Francine Shapiro hatte die Idee zur Erprobung und Untersuchung dieser Methode als Zufallsentdeckung beim
Spazierengehen im Park. Sie bewegte die Augen hin und her und erlebte eine deutliche Entlastung von Ängsten
und depressiven Gedanken im Zusammenhang mit der diagnostizierten Krebserkrankung.
Beim EMDR regt der Therapeut den Patienten nach strukturierter Vorbereitung zu Augenbewegungen an, wodurch
es möglich werden soll, zu den Energieblockaden des ungenügend verarbeiteten Traumas Zugang zu bekommen.
Dadurch soll die Integration der mit dem Trauma verbundenen Emotionen und Empfindungen erreicht werden.
Z.B. kann es nach einem Trauma zum sogenannten "Sprachlosen Entsetzen" kommen, d.h. in der rechten
Hirnhälfte werden Bilder prozessiert, die der Patient vor Augen hat, während das Sprachzentrum aktiv
unterdrückt wird. Der Patient kann das Geschehene so nicht in Worte fassen.

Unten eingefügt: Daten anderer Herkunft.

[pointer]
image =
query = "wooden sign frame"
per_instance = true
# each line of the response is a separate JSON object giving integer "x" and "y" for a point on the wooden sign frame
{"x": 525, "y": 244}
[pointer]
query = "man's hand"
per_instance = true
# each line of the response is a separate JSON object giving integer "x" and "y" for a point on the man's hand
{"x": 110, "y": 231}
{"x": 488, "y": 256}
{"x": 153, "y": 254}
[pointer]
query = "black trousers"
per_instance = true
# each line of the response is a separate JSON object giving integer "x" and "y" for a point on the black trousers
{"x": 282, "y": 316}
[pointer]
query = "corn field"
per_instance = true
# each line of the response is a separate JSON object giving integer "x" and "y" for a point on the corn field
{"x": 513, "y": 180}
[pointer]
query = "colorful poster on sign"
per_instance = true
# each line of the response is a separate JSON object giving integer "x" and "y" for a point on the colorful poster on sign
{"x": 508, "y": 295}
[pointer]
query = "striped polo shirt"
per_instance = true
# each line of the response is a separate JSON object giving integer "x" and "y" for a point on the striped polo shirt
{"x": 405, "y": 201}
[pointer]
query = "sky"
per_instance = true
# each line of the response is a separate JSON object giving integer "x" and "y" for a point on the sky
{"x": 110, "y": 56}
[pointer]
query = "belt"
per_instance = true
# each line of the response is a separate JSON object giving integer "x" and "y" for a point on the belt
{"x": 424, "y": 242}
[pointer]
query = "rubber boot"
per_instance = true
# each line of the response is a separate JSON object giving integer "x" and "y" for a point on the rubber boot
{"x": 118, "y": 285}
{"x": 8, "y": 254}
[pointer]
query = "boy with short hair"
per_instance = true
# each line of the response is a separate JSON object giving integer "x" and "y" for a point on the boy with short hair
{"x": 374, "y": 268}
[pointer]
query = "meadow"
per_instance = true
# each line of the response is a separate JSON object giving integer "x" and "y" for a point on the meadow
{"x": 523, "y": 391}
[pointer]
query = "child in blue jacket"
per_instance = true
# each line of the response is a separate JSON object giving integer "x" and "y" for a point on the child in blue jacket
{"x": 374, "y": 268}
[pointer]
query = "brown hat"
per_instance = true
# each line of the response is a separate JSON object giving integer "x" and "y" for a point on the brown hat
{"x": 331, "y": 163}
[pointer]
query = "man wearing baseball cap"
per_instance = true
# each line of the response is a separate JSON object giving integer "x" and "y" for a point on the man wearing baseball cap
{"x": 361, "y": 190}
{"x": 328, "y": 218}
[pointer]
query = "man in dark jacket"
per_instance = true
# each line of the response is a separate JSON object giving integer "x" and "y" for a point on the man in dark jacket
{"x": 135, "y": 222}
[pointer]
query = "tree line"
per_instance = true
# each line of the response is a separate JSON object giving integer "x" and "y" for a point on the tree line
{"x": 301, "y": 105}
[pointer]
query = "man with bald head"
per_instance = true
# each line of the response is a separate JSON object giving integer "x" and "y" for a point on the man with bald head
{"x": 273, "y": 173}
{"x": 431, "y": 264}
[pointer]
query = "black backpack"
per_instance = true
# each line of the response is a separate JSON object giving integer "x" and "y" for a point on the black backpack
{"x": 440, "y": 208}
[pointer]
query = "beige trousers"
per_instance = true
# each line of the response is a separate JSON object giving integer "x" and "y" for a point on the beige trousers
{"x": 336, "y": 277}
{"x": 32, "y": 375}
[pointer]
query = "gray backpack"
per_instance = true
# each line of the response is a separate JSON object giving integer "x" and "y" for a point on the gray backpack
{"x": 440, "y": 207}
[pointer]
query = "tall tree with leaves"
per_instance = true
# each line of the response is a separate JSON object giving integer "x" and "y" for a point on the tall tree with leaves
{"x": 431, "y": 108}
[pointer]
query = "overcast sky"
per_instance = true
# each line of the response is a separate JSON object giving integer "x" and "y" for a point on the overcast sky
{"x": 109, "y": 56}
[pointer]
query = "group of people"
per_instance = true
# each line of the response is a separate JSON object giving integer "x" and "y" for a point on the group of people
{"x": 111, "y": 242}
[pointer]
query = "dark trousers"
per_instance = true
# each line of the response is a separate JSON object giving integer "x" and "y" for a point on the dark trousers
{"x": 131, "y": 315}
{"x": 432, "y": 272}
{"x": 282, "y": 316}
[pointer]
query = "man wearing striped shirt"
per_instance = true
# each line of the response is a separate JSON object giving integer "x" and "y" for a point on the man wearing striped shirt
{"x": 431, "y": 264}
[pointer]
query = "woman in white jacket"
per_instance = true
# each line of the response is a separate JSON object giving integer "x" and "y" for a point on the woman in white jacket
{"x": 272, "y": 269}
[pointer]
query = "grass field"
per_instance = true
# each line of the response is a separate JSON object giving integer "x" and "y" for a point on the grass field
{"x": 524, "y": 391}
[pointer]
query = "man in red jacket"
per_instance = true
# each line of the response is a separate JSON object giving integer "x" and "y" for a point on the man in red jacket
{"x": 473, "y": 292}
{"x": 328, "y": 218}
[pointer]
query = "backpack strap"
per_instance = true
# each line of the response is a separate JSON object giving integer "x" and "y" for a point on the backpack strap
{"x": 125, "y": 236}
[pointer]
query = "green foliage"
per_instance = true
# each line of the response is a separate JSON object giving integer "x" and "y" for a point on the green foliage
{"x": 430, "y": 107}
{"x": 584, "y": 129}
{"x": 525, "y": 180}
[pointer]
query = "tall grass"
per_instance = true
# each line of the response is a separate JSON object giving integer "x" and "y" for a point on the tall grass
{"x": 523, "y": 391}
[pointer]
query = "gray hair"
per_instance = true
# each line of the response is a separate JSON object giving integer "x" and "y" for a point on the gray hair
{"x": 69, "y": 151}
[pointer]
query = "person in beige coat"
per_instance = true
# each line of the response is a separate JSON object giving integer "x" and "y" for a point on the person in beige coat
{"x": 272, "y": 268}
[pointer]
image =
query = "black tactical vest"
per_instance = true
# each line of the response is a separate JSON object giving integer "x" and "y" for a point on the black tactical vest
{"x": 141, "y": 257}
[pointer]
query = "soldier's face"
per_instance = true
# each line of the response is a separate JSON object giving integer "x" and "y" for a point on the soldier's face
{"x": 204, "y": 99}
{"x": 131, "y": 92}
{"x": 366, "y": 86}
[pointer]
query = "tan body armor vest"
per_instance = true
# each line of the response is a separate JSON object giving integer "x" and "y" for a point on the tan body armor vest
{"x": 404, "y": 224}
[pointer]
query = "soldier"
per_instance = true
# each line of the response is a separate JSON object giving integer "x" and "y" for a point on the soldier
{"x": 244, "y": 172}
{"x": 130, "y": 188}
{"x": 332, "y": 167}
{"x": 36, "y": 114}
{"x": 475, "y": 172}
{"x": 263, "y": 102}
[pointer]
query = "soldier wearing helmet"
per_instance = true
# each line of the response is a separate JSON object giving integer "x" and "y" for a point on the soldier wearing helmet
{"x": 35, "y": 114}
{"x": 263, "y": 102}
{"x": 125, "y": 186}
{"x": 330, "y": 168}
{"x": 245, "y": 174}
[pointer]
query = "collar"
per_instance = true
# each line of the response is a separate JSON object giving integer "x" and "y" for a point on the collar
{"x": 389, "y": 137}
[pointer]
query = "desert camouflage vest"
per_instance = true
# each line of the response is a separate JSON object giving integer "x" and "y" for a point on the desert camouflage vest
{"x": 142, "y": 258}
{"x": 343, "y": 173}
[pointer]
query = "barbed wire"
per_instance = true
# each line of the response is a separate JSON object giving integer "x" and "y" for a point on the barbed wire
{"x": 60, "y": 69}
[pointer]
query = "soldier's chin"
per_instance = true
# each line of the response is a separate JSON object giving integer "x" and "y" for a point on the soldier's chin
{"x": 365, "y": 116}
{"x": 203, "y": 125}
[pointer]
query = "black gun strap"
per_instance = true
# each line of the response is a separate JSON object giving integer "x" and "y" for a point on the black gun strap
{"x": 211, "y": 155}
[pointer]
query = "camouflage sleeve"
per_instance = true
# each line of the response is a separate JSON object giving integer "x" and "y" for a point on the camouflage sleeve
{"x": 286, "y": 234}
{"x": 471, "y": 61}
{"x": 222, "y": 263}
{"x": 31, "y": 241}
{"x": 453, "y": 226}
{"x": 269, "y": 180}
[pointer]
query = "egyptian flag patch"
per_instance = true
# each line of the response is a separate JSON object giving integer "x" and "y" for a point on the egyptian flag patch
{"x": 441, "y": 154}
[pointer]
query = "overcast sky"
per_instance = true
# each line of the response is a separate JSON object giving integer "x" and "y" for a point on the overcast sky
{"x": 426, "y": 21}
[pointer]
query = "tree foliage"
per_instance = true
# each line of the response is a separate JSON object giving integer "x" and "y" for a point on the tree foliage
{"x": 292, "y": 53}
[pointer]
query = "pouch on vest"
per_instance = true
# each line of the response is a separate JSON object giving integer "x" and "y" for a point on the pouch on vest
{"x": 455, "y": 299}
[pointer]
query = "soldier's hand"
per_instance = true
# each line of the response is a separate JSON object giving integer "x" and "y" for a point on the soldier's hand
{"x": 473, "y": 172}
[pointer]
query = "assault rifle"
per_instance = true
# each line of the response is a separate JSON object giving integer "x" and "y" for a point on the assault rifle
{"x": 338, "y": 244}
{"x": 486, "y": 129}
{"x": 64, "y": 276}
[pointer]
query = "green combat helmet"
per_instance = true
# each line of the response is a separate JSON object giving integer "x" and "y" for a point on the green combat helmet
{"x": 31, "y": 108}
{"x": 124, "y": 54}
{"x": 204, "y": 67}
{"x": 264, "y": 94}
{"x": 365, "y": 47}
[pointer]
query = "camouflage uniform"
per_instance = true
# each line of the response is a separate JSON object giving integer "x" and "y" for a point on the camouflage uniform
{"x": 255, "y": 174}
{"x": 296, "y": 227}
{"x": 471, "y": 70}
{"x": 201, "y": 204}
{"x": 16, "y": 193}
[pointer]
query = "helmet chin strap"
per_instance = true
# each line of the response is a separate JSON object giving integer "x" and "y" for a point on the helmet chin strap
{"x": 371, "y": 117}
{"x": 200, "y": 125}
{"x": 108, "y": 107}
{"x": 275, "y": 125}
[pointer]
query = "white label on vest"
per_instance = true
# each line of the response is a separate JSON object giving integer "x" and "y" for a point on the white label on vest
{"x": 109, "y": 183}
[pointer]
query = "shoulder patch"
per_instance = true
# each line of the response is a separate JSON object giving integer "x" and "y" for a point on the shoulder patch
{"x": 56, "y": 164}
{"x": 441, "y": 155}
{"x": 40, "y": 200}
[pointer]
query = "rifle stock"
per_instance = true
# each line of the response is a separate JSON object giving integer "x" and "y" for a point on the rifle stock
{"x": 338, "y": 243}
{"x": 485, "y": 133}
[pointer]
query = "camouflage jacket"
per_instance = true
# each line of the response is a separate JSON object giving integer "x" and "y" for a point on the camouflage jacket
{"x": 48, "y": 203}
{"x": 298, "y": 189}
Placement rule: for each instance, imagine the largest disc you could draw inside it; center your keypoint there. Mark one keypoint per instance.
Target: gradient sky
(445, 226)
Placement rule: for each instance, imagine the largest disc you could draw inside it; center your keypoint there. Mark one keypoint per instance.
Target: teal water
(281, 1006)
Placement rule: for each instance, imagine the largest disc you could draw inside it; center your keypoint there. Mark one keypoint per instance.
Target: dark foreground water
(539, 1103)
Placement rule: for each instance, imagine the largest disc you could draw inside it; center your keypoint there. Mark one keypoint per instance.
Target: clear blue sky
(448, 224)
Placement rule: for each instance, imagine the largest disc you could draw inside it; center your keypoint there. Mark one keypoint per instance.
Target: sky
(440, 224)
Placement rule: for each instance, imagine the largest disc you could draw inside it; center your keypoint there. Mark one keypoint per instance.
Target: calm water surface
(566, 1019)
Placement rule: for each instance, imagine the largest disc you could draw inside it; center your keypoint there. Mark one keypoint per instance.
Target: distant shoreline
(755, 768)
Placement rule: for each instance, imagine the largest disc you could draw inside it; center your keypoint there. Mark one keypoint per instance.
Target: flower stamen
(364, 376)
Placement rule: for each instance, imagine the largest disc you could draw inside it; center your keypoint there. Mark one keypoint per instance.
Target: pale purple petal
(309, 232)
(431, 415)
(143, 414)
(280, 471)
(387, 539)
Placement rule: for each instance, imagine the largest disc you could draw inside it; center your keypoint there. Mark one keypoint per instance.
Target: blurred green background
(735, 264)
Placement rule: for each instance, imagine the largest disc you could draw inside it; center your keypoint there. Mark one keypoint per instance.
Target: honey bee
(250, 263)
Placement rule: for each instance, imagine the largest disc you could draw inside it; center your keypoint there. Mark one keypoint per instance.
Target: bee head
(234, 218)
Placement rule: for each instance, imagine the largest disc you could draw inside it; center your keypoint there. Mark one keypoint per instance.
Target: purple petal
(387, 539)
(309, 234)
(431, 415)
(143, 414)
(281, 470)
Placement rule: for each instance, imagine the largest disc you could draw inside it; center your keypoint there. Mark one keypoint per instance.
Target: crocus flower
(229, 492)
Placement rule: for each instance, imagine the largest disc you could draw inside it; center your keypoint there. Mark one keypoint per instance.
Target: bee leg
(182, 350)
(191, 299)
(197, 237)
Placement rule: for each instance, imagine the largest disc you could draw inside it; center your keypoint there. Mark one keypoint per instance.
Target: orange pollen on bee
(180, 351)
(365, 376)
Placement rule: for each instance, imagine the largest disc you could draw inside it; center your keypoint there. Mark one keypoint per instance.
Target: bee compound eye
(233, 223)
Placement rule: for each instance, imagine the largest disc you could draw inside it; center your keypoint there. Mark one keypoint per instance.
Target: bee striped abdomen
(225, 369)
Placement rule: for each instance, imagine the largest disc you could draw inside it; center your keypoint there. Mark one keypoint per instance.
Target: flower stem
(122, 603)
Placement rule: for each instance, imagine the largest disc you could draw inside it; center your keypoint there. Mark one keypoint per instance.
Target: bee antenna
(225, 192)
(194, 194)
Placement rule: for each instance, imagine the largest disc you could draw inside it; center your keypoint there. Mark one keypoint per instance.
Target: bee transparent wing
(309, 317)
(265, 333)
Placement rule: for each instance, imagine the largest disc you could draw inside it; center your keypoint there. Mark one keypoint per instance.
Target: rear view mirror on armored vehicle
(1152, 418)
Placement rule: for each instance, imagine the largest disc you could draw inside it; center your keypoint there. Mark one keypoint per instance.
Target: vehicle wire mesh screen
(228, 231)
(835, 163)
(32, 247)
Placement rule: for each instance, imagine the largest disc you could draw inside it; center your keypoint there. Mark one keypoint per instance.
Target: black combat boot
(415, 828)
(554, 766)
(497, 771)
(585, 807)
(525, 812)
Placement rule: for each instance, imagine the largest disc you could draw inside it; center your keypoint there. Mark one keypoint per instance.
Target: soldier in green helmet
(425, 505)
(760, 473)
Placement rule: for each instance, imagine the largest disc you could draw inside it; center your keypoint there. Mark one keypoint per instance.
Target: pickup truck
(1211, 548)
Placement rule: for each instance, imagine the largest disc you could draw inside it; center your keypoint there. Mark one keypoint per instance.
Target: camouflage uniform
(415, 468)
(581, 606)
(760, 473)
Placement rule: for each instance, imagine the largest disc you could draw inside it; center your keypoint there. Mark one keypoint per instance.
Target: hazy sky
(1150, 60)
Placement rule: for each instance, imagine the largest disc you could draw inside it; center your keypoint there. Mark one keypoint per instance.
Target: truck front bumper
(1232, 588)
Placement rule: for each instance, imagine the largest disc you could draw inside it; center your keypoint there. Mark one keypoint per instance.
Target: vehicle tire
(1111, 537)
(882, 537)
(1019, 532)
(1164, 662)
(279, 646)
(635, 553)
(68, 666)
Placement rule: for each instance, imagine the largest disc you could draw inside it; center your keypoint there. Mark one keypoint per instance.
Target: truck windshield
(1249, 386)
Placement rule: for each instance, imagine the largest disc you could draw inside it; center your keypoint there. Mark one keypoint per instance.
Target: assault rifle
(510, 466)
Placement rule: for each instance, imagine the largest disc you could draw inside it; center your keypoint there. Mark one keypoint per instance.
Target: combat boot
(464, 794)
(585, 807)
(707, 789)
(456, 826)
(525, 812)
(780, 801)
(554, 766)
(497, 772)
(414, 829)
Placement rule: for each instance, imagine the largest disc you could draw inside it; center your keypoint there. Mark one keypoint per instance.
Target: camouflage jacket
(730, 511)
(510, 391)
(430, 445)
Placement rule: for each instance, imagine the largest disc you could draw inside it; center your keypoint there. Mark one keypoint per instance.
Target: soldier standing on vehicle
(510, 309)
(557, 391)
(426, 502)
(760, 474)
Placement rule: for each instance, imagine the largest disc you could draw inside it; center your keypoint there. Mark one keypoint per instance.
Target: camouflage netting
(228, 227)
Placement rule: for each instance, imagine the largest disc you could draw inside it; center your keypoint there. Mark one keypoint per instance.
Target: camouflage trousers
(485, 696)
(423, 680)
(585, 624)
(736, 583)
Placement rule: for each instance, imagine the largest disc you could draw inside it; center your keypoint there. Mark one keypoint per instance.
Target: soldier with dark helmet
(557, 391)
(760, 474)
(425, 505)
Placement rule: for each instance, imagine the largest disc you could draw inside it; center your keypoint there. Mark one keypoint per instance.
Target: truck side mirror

Durch das EMDR stellt man sich vor, dass ein Austausch zwischen beiden Hirnhälften angestoßen wird, der zu
einer Verarbeitung des Erlebten führen kann. Später wurde herausgefunden, dass es nicht auf die
Augenbewegungen selbst ankommt. Es kommt vielmehr auf die bilaterale Stimulation der beiden Hirnhälften an,
die auch durch akustische Reize hervorgerufen werden kann oder durch sogenanntes "Tapping", d.h.
rhythmisches wechselseitiges Beklopfen der Oberschenkel.